The stock market recovery intensified today, recording its largest 3-day rally since late April 2023. Stock prices recorded gains into the fourth day as bond yields (TNX) fell from their 5% psychological high. Investors cheered after the Fed kept interest rates on hold yesterday and hinted that the rise in interest rates may be acting to fight inflationary pressures.
The risk of recession has receded, the central bank pausing interest rate hikes for the second consecutive meeting, and the retreating of bond yields have helped to lift stocks from oversold levels.
Halloween is over, and pessimism was widespread during September and October. Also, many U.S. indexes fell into correction territories and oversold levels into the July to October stock market selloff.
Although seasonality factors suggest stocks tend to perform better in November and December following a sharp market decline in October, will this trend repeat this year?
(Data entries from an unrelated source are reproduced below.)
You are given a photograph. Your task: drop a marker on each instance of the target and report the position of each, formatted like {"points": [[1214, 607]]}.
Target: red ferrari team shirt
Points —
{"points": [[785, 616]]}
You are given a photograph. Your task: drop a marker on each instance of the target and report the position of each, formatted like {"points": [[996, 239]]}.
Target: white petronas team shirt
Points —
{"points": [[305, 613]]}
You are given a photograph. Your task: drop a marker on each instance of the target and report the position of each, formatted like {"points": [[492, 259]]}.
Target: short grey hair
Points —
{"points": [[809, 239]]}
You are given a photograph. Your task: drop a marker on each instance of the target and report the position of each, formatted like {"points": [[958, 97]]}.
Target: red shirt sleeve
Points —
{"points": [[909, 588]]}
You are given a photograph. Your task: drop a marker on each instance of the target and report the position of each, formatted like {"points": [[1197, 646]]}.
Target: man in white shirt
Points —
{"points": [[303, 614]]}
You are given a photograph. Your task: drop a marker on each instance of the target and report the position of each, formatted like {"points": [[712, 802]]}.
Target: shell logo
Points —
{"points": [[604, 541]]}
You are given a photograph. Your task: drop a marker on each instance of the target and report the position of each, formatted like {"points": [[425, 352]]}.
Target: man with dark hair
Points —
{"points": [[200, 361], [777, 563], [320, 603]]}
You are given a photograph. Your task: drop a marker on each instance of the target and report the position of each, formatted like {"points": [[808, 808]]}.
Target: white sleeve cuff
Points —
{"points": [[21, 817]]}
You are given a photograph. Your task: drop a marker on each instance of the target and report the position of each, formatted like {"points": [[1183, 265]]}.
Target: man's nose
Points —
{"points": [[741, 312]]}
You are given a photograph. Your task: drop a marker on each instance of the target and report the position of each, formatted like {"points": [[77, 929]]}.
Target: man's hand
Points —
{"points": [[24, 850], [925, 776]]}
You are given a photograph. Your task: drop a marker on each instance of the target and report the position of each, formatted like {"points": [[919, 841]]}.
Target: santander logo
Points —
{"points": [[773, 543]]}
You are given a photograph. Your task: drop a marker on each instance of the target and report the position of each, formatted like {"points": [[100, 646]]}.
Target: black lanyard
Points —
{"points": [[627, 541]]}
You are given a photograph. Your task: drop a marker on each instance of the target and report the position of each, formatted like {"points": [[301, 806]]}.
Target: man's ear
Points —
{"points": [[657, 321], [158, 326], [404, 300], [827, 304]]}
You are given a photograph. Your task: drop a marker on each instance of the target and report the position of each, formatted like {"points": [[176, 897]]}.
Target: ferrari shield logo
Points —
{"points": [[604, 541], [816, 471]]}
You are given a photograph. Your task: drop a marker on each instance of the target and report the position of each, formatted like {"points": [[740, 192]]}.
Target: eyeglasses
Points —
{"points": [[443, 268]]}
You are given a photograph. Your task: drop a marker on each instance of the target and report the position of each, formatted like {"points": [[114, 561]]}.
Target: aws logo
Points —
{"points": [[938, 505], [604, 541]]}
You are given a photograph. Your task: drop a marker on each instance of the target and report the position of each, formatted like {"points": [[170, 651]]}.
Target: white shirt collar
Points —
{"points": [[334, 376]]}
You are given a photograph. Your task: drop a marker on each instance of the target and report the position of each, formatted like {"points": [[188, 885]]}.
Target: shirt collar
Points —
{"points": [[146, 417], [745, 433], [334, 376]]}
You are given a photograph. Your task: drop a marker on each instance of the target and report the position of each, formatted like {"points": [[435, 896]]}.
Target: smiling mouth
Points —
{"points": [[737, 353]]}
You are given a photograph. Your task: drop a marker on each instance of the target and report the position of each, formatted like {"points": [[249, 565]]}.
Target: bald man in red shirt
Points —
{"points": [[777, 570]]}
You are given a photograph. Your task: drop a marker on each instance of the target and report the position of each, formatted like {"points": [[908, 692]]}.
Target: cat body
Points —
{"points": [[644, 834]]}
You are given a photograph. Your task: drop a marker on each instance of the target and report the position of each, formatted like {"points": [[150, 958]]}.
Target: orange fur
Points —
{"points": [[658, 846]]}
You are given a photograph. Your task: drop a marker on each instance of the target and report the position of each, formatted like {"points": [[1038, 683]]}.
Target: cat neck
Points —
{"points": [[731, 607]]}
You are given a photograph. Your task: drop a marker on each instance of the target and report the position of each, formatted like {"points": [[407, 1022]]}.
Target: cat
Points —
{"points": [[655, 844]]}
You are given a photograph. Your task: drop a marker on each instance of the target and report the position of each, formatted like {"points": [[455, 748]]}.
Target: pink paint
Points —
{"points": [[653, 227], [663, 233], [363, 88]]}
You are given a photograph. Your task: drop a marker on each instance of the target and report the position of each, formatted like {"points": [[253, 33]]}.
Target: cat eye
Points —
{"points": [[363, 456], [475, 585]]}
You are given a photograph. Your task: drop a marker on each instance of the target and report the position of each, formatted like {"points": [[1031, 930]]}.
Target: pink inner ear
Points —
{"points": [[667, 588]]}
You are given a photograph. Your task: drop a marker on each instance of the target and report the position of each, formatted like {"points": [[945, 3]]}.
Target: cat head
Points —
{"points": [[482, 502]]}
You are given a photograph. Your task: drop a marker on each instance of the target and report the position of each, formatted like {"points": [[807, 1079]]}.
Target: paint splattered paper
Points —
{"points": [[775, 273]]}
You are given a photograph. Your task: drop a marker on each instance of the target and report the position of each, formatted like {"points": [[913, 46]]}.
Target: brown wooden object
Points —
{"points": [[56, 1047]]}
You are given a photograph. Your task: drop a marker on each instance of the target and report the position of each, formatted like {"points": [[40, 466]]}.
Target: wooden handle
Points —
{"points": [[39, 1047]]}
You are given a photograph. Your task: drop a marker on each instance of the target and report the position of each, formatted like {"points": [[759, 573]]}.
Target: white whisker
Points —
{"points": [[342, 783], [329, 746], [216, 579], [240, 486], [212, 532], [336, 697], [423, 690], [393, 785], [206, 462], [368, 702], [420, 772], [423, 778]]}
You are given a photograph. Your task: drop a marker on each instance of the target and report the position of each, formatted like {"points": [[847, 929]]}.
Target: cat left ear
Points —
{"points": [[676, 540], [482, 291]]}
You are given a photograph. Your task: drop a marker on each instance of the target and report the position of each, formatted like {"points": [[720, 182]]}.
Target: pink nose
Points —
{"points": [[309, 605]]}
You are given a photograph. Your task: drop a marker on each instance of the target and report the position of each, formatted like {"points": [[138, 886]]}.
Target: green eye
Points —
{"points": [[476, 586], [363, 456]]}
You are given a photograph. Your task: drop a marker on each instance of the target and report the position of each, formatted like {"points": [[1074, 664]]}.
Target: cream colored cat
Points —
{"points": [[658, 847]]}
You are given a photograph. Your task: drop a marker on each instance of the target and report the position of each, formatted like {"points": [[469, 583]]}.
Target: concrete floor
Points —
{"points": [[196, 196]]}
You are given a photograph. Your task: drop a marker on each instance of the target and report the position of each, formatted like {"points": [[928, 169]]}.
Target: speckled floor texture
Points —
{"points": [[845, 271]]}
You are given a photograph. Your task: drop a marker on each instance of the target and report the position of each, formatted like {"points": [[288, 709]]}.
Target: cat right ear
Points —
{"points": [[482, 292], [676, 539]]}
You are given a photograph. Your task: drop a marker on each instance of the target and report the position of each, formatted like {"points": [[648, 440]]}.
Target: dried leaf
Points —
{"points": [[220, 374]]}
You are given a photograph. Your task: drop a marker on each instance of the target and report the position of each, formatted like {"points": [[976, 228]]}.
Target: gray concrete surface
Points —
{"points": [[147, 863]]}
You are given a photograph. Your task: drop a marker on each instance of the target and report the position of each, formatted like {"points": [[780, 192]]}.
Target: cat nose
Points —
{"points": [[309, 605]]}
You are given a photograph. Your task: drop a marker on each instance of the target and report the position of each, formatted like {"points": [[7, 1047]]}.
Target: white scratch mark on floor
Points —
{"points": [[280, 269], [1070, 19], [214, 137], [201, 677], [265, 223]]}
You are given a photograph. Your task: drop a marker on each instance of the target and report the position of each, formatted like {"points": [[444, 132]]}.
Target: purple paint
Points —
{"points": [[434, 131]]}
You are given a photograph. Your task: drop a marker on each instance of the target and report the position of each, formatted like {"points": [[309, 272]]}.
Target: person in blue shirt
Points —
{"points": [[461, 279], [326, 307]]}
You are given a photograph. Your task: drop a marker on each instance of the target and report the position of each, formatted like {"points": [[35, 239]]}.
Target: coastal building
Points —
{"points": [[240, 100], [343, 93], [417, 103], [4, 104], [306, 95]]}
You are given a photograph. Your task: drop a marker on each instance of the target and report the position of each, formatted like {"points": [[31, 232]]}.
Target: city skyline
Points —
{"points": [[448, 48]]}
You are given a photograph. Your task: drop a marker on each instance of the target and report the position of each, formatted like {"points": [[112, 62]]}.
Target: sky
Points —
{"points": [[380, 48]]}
Earnings season has been mild due to cuts to fourth-quarter estimates. The soft-landing narrative continues to gain traction. However, the macro and geopolitical uncertainties continue to dominate headline news. Also, the Fed’s rate cuts are still several quarters away and monetary policies remain restrictive for the foreseeable future.
Nonetheless, Santa Claus or year-end rally remains a seasonal trading phenomenon as November and December tend to be favorable for stocks. Also, November through April is the best-performing six-month period for stocks.
Despite the above factors, both stocks and bonds were overdue for a bounce after a deep selloff. However, market breadth and market internals remain challenging, and technical damages have occurred during the summer to fall market selloff.
The lack of breadth and broad leadership in the stock market shows a lack of conviction from the buyers. The uncertainties from macro and geopolitical conditions also warn of top-down selling pressures and market risks.
Market internals must improve, and additional basing efforts are required to sustain SPX rallies. The 4-day oversold rally must also surge convincingly above key resistances to confirm the Oct 2023 lows as a market bottom and reverse the July 2023 primary downtrend channel.
The primary trend from the 7/27/23 high (4,607.07) remains the 4-month downtrend channel between 4,128 and 4,430. An oversold condition and the ability to find support at 4,103.78 (10/27/23 low), rebounding from the 61.8% retracement (4,114) from the Mar to Jul 2023 rally, has ignited an oversold rally.
The gap-up today (11/2/23 at 4,245.64-4,268.26) suggests a retest of key resistance at 4,335-4,369 (Jun 2023 neckline breakdown, the 50-day ma, and the Sept 2023 downtrend). Above this, extend the rally toward pivotal resistance at 4,393.5-4,458.5 (Oct 2023 highs, 9/21/23 gap-down, 61.8% retracement from 7/27-10/27/23 decline, the top of the Jul 2023 downtrend channel, and Jun 2023 highs or the left shoulder). A convincing breakout coupled with confirmed Advance minus Decline market breadth, RSI, and MACD breakouts bodes well for the start of the Santa Claus/year-end rally.
Failure to convincingly reverse the Jul 2023 primary downtrend channel warns of the resumption of the downtrend or a transition toward another technical basing effort, preferably above initial support near the 200-day ma (4,245.32) and the 11/2/23 gap-up (4,245.64-4,268.26) and below to secondary support at 4,104-4,127 (5/24 and 10/27/23 lows and the bottom of the Jun 2023 downtrend channel).
A breakdown below 4,104 warns of the next SPX selloff toward 4,048-4,4049 (Apr/May 2023 lows, the Jun 2023 head/shoulders top breakdown target, and the 50% retracement from Oct 2022 to Jul 2023 rally) and below 3,909-3,928 (3/2 and 3/24/23 lows and the 61.8% retracement from Oct 2022 to Jul 2023 rally), and 3,809-3,810/3,764.5 (May/Dec 2022 and Mar 2023 reaction lows).
Under a severe broad market selloff, SPX can retest its Oct 2022 low (3,491.58).